To address the depegging crisis, the MakerDAO system's automatic mechanisms were activated. These mechanisms included increasing stability fees for creating new DAI and decreasing fees for burning DAI, effectively reducing its circulation.

Following the event, the MakerDAO community took action. In May 2024, they held a vote and decided to retain USDC as a primary reserve asset for DAI, despite the depeg event. This decision reflects the community's ongoing trust and confidence in USDC's long-term stability, even after experiencing a depegging event that affected DAI's peg momentarily.

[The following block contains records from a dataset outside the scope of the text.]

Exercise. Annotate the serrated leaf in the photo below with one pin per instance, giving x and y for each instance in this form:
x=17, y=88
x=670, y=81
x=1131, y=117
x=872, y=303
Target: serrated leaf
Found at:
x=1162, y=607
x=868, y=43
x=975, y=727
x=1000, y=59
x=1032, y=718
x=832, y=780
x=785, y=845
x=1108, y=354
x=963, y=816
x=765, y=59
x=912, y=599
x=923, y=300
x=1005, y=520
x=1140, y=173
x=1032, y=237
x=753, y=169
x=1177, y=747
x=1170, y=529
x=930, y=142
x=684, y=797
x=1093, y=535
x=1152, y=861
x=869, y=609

Is DAI Backed by Fiat Currency?

DAI is not directly backed by fiat currency in the traditional sense. Instead, its backing primarily comprises collateral in the form of other cryptocurrencies and assets, including fiat-backed stablecoins like USDC. These stablecoins are pegged to fiat currencies like the US dollar and are held as part of the collateral in the MakerDAO system, which issues DAI.

How Many DAI Tokens Are in Circulation?

As of the current time, the circulating supply of DAI is approximately 4,788,943,855 tokens. It's important to note that the circulating supply of DAI can fluctuate based on various factors, including changes in its reserves and the demand for the stablecoin.

Is DAI Equal to the USD?

DAI is designed to maintain a soft peg to the US dollar (USD), aiming for a value of approximately $1. However, due to market dynamics and the algorithmic mechanisms governing DAI's stability, its value may fluctuate slightly around this target.

Is DAI backed by USDC?

The presence of USDC in the collateral portfolio contributes to the stability and value of DAI, but DAI itself is not directly backed by USDC or any single fiat-backed stablecoin.

Is DAI Safe?

DAI is considered relatively safe within the context of stablecoins due to its decentralized and over-collateralized nature.